As junior Alyssa Whitman sprinted on to Gunn High School’s pool deck, hair flying behind her, she furtively glanced at the poolside clock and muttered under her breath.

She was late to her away water polo game because her Middle College professor at West Valley College held the class in for a little longer than usual.

Middle College is a program offered by community colleges that allows students to attend college courses and learn in a more independent environment. According to Registrar Robert Wise, nine SHS students currently attend Middle College: four seniors and five juniors.

Whitman is making the choice to attend Middle College because of the flexibility of its schedule, ability to gain college credits and unique learning environment.

Whitman is also on the varsity water polo team, a commitment that often clashes with her classes.

“I have to make pretty tough decisions on whether or not to make it to time on games or skipping portions of class, and you’re considered a college student and it’s pretty bad when you skip a class,” she said.

At West Valley, students are exposed to more freedom, but it is up to them to make the right decisions, Whitman said.

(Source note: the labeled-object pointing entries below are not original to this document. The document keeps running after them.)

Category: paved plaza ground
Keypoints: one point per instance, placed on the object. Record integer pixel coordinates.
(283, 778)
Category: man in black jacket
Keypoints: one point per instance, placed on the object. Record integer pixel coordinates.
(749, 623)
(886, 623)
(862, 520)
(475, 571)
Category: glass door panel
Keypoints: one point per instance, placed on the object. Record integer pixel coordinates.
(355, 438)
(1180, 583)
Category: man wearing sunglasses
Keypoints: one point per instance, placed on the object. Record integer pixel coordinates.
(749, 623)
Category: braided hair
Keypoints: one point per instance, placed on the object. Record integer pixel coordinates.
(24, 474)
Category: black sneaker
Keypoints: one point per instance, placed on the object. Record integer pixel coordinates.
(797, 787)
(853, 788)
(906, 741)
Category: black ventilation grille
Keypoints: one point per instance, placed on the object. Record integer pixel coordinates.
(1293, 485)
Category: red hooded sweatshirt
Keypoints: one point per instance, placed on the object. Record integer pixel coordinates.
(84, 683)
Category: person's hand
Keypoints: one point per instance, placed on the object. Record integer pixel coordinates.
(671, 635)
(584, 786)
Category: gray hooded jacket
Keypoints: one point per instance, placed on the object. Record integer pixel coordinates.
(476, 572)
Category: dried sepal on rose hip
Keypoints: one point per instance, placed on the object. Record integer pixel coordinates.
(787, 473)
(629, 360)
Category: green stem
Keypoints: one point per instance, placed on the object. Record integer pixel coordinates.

Increased freedom also means increased opportunities, some of which appear in the form of course selection. West Valley offers multiple classes for each subject, such as several varieties of Chemistry, while the high school only offers three Chemistry courses that vary only in difficulty — regular, honors and AP.

Taking advantage of the multitude of classes available to her, Whitman currently takes an Introduction to Environmental and Architecture Design class, which suits her current ambitions for the future.

“There’s different things that SHS offers, but when you go to Middle College, you have more opportunities to do something that you want to do in the future,” Whitman said. “Now, I have a choice of figuring out what I want to do before I go to college.”

As for the social aspect, Whitman said she does feel somewhat as if she is missing out on the traditional high school experience, but she makes sure to stay in touch with her friends.

“I still participate and show up to the football games,” she said. “Of course I want to be here, I still talk to my friends and it doesn’t really make that much of a difference.”

Another Middle College student, junior Kristin Murakami, is still on girls’ golf team. Like Whitman, Murakami has occasionally found it difficult to balance her course load with golf. Some of Murakami’s classes conflict with her golf practice and matches, and unlike in high school, she isn’t allowed to leave class at West Valley early, so she has to either be subbed out or arrive late.

When it comes to academics, she has also had to make some adjustments.

“I had to get used to having people of different ages in my class,” Murakami said. “But so far I enjoy being in Middle College more because I get to have more control over my schedule and which classes I want to take.”

Senior Julie Weber, who started attending the program as a junior, said it allows students to customize their schedules more so than high school. For example, her earliest class starts at 9:20 a.m., and she was able to take an evening class last year.

Weber also enjoys that she can get a head start on college.

With all the college units that I have earned from being part of the program, I can now hypothetically earn a bachelor's degree in three years after high school without feeling rushed,” Weber said.

Weber also senses more connections among her classmates The Middle College program is very tight-knit, so she knows every one of her classmates there.

“In Saratoga High, you’re in a bit of a bubble where the most important thing in life are grades and extracurriculars,” Weber said. “At West Valley, you’re in real life.”